We found that patients who live in a neighborhood with high poverty rates were at a higher risk for a COVID diagnosis, but those who live in areas with higher unemployment were at lower risk. This was a particularly strong correlation during the summer of 2020 when some areas shut down more than others and suggests that there may be risks associated with the workplace.
Awareness of the circumstances around patients’ lives may provide some hints as to some of the differences in their health risks, not just in a pandemic, but also in their vulnerability to chronic diseases and in obstacles to accessing care. These contextual details can highlight the factors where intervention could have real benefits.
Intersectional risks—In our analysis, when we looked at the risk factors one by one, it suggested that older patients and Black and Hispanic patients were at higher risk of getting COVID. A closer look, however, shows a lot of variability within these groups. Younger Black and Hispanic patients—those of working age especially—have extra risks that do not seem to affect patients over 60 to the same extent. And in those specific risks, Black and Hispanic women were at the highest risk around the 20–40 age range.

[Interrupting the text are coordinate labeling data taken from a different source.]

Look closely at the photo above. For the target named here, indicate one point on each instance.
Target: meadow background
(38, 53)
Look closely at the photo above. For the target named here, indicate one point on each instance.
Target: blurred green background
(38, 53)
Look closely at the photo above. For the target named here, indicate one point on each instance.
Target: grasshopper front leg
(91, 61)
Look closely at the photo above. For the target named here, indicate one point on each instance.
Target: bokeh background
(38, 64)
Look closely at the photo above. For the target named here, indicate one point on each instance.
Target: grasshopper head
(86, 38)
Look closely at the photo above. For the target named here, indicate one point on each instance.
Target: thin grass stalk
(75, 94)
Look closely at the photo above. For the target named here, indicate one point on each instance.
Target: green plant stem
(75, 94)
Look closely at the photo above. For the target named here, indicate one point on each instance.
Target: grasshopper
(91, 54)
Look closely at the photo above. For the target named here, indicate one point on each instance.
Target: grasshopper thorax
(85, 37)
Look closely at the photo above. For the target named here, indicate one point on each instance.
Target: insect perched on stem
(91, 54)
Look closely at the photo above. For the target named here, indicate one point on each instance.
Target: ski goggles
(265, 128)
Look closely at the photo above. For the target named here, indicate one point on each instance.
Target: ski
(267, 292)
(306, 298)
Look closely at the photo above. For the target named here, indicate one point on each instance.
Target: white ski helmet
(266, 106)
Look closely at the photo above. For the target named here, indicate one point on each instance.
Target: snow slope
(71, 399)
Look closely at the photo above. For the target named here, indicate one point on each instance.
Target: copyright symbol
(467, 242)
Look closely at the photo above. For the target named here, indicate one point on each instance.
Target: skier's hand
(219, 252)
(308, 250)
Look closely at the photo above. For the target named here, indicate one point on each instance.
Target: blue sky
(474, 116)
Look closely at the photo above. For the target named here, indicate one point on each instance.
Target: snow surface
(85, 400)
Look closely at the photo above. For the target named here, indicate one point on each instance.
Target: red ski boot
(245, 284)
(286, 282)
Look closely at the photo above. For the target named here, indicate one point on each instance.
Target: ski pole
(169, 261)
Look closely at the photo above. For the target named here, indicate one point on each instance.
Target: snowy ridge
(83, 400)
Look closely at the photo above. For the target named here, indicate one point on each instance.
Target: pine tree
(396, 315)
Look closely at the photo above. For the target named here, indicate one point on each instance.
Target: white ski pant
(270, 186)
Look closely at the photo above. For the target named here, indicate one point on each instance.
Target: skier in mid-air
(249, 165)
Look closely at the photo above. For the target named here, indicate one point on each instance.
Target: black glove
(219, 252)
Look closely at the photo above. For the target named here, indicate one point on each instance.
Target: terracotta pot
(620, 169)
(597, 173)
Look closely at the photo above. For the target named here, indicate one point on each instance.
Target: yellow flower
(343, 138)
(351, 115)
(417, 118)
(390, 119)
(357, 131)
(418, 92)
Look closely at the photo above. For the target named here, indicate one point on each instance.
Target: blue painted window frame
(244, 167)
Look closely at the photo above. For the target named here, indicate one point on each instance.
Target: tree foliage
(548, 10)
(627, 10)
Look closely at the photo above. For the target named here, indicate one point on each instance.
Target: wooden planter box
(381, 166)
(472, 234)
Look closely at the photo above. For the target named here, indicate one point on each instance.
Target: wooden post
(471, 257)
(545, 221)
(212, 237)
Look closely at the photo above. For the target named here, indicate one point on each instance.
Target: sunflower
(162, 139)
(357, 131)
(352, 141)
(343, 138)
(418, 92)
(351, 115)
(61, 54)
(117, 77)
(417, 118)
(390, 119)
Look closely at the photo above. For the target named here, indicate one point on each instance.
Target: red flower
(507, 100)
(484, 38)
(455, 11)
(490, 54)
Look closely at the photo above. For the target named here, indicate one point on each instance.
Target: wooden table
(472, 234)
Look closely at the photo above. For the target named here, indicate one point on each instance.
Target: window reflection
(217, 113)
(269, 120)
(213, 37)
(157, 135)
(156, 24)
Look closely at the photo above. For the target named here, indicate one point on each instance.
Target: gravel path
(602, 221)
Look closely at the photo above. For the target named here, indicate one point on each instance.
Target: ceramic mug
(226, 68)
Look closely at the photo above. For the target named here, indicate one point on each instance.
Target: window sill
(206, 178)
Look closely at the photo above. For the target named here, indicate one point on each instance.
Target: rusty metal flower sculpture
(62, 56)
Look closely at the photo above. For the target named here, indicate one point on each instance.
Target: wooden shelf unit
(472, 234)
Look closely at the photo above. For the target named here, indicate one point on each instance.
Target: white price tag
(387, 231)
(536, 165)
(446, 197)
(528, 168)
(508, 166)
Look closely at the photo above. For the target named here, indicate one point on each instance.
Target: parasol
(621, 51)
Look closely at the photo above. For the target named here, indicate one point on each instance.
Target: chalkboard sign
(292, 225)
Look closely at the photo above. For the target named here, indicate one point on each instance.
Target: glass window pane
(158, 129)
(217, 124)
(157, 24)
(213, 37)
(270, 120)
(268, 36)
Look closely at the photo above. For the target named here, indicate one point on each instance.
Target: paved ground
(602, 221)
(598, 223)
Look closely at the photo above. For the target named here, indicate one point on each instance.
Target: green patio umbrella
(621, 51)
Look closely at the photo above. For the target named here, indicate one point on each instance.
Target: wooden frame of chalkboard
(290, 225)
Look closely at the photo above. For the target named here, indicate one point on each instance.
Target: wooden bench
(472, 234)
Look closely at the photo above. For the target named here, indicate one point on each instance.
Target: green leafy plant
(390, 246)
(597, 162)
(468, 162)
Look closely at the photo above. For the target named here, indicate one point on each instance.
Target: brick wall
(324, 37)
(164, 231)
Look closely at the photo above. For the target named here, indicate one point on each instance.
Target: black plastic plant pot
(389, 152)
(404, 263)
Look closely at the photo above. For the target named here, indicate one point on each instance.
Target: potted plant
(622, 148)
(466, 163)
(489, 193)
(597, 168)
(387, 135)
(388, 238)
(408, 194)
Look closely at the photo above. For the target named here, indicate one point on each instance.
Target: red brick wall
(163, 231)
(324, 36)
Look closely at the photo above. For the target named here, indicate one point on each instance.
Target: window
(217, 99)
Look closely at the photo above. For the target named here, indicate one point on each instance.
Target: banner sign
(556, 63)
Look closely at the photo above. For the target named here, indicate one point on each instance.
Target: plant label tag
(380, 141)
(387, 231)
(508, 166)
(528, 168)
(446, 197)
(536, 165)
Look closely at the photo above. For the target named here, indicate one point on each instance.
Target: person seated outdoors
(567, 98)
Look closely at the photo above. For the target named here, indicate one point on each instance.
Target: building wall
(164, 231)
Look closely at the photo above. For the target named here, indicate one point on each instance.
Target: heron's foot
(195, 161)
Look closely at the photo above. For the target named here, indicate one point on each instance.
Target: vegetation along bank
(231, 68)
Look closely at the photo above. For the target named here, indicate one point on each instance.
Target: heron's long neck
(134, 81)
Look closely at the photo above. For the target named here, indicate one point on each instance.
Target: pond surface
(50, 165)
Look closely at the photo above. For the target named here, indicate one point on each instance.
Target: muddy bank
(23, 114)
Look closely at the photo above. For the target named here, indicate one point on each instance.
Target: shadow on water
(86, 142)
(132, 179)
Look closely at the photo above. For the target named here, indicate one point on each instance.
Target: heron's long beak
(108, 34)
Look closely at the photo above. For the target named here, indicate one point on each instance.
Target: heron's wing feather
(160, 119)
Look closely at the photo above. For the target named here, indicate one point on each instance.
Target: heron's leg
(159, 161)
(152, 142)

Without patient-specific employment data we can only hypothesize, but the fact that Black and Hispanic women of working age were experiencing higher rates of COVID when we had also found higher risks related to employment in our environmental context is suggestive. Data from the Bureau of Labor Statistics confirm that Black and Hispanic women are overrepresented in many of the essential worker roles and industries that were more likely to have continued work during the pandemic. These three findings taken together suggest a very specific area that needs a further look, and which might provide an actionable strategy for reducing disparities by addressing the mechanisms by which they are operating.
While this example is specific to COVID, the strategy is adaptable to many situations and provides a view of risk that might suggest concrete interventions. The risk of a too-broad analysis of risk leads to support for a too-broad intervention, which could entirely miss the specific needs of the most vulnerable populations.
In our analysis, we took advantage of several data sources outside the acute episode. We used the context to better interpret the specific risks to specific patients at specific points in their trajectory, and the relationship that each of those risks had to the overall view of a pandemic. From there the data suggests areas for further study that might provide concrete interventions to address those disparities.
As hospitals continue to identify and address issues of health equity, it will be essential that they consider information from outside of the single acute episode. Both longer timelines and data sources that provide socioeconomic context outside the medical record have much to contribute to our understanding of inequity and the points where it can be effectively addressed in the most specific way possible. If we take care to consider intersectional risks among race/ethnicity, gender, age and comorbidities, along with the context in which those variations exist, we can begin to address the specific risks that affect each vulnerable subset of patients.
About the author: Heather Blonsky works closely with Vizient’s Equity Steering Committee to pursue data-driven insights into issues of health equity and social determinants of health. As a data scientist in Vizient’s Center for Advanced Analytics and Informatics she contributes to the development of metrics that members can use in evaluating their own performance and benchmark against their peers.